MUNDOS REFLEXIONADOS  

EDUCACIÓN  

COTAS PARA AFRODESCENDENTE NAS UNIVERSIDADES. POR QUÊ?

Rosália Estelita Diogo
Professora e Jornalista. Membro do Conselho Municipal de Educação de Belo Horizonte

estelitadiogo@bol.com.br

“O  importante não é o que fizeram  do homem, mas  o que ele faz, do  que fizeram dele".  
J. Paul Sartre

Neste momento, vários amigos, conhecidos e colegas de trabalho me perguntam se a defesa de cotas para negros na universidade ou em repartições públicas, de acordo com algumas iniciativas governamentais, não seria defesa de privilégios. Indagam ainda, se tais iniciativas não significam aceitar, ou reafirmar, a incompetência intelectual do negro. E por fim, questionam se o correto não seria política favorável a todos os segmentos mais pobres do país.  

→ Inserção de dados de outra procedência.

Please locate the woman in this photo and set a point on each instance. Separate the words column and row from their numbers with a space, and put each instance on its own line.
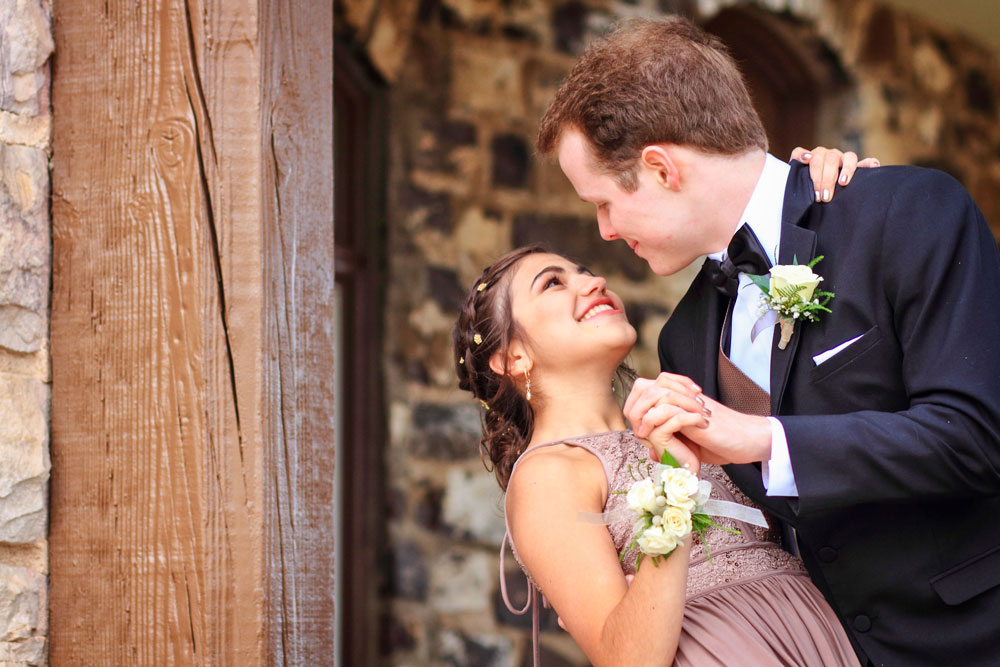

Tento responder a estas questões com a tranqüilidade que me é possível pelas minhas experiências pessoais e pela trajetória familiar. Penso que é a melhor forma de legitimar a minha convicta posição. Em um segundo momento, proponho teorizar aspectos relacionados ao preconceito, relacionando-os a auto-estima das pessoas. E por fim, apresento estatísticas, que possam confirmar as minhas experiências.  

Sou uma mulher negra que nasceu no interior do Estado. Em uma família de onze irmãos, sou a segunda que concluiu o curso superior. A maioria dos meus irmãos alcançou somente o ensino fundamental. Saíram da escola para ingressarem no mercado de trabalho, antes de quinze anos de idade, e não deram conta de conciliar os estudos.  O meu pai não possui escolaridade, ou como preferem alguns, é analfabeto. A minha mãe teve uma escolaridade elementar, rural, pois foi onde nasceu. Sou professora, com formação de magistério, nível médio.  

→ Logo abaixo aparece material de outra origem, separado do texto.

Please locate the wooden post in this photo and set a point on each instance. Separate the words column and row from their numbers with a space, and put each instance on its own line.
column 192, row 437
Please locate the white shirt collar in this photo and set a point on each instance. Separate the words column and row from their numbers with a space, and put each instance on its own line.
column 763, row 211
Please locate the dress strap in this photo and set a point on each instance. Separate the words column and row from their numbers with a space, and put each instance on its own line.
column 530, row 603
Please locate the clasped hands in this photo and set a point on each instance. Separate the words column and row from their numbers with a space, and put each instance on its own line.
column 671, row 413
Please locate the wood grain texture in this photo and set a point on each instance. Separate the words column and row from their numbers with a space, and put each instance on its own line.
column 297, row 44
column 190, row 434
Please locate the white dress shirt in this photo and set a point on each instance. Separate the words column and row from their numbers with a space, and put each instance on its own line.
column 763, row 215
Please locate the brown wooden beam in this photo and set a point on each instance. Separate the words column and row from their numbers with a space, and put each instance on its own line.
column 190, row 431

O meu percurso acadêmico efetivou-se através do curso superior, Comunicação Social (Jornalismo), no período de 1987 a1991. A demora em ingressar na faculdade não foi por falta de tentativa, mas por ausência de recursos financeiros para sustentar uma faculdade privada.  Pois, para me inserir em uma universidade pública, disputei várias vezes com candidatos em melhores condições de escolaridade, pois freqüentavam cursos preparatórios, o que eu não poderia estar fazendo, na condição de arrimo de família.

Éramos quatro negros em uma turma de 25 alunos, na Faculdade de Filosofia, Ciências e Letras de Belo Horizonte, hoje, UNI-BH. O Curso ampliou significativamente a minha leitura de mundo, na medida em que passei a ler sociólogos, psicólogos e filósofos que faziam uma reflexão sobre o que motivava as ações do homem no mundo. Reafirmo então, a necessidade que vejo, de que a escolaridade na vida das pessoas é de fundamental importância. Principalmente, para os historicamente segregados.  

As leituras que muito me marcaram na época de faculdade foram a de teóricos como Marcuse, Marx e Sartre. O ponto central da descoberta era o de negação dos princípios estabelecidos por uma cultura hegemônica na perspectiva de poder referendar outras culturas. Outro pensamento refletido era o de que o  estado de coisas, aparentemente dado, poderia ser alterado em função de interesses de outros grupos que conseguissem se organizar para contrapor a ele Seguramente essas leituras contribuíram para minha formação pessoal enquanto contestadoras de uma ordem  social preestabelecida.  

O ano de 1988, comemoração dos 100 anos de abolição, me alcançou nesse momento  particular de reflexão. As comemorações foram gigantescas, os protestos também. A contraposição dos movimentos negros organizados era a de que  os negros saíram da senzala para a periferia, para a favela; porque a contemporaneidade  assim formatava a sociedade,  era a divisão natural entre os abastados e os não abastados. As condições de desconforto e desigualdade permaneciam. Como o afrodescendente faria  para alcançar um outro lugar na sociedade nacional, que não fosse o de periférico?  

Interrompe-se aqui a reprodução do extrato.